Design, synthesis, and cytotoxicity of bifunctional anticancer agents targeted to mitochondria

Abstract

One of the major challenges of cancer chemotherapy is multidrug resistance (MDR) leading to failure and drug withdrawal. A major factor in drug resistance is the overexpression of transmembrane P-gp protein efflux pumps in cancer cell membranes that leads to low intracellular concentrations of drug. Motivated by either absent or low presence and activity of P-gp in mitochondrial membranes, the aim of this research is to design and develop novel candidate drugs that are delivered selectively to the mitochondria of cancer cells by exploiting the significant difference in mitochondrial membrane potential compared to normal cells.

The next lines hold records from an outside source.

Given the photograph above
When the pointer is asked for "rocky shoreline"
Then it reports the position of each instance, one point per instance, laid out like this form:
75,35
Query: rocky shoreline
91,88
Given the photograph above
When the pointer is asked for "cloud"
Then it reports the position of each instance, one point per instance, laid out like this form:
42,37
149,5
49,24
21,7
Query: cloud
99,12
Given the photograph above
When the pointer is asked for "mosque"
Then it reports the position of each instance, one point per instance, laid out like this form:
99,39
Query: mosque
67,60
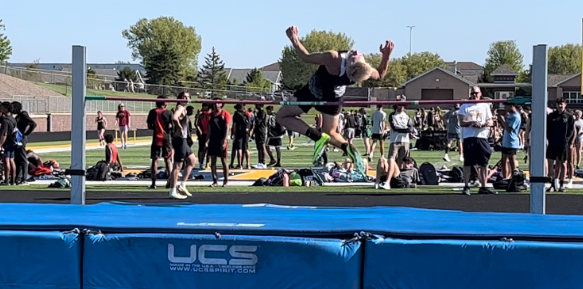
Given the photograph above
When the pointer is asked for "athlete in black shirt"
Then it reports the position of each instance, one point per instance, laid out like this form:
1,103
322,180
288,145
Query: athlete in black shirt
217,141
240,134
26,126
260,133
336,70
560,138
8,142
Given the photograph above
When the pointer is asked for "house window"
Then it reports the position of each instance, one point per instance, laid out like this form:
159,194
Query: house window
573,96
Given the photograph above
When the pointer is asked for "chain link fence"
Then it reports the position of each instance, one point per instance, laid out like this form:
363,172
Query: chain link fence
60,104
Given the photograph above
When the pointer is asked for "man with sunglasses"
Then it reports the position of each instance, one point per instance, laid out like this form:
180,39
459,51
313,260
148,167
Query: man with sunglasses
560,139
475,122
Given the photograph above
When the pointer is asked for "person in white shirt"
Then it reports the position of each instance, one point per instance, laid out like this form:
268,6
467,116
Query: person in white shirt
401,125
379,124
475,120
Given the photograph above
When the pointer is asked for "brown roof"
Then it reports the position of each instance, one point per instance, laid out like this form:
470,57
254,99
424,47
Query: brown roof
504,69
471,78
271,67
554,79
465,65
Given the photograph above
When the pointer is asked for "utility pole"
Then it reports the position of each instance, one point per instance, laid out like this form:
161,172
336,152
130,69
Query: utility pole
410,38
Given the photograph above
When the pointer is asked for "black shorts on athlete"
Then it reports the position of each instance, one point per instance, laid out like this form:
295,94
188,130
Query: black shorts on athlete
557,153
216,149
377,136
158,152
325,109
181,149
274,142
477,152
241,142
508,151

A novel series of hybrid anthracenediones as potential anticancer agents that target and inhibit the unique properties of mitochondria in cancer cells has been synthesised and characterised by chemical, chromatographic and physical methods (HRMS and NMR). Bifunctional members of the series possess a lipophilic triphenylphosphonium (TPP) delocalised cation as a mitochondrial targeting vector and incorporate a cytotoxic dichloroacetic acid (DCA) moiety capable of inhibiting the mitochondrial enzyme pyruvate dehydrogenase kinase 2 (PDK2).

Several new compounds from the series are actively cytotoxic in the sensitive MCF-7 breast carcinoma cell line and notably, retain their activity (equitoxic) in the (high) P-gp expressing HCT-15 colon carcinoma cell line resistant to clinically used drugs.

Confocal microscopy studies demonstrate that active compounds are taken up by cancer cells and rapidly accumulate in the mitochondria, avoiding the cell nucleus, thereby demonstrating proof of principle.

Compounds (MK39 and MK44) amongst the anthracenedione-TPP-DCA hybrids have the potential to be efficiently delivered to tumour cells and provide lead candidates. The potential for circumvention of MDR, and improving the therapeutic index, should improve efficacy and limit systemic side effects in patients, compared with current chemotherapy.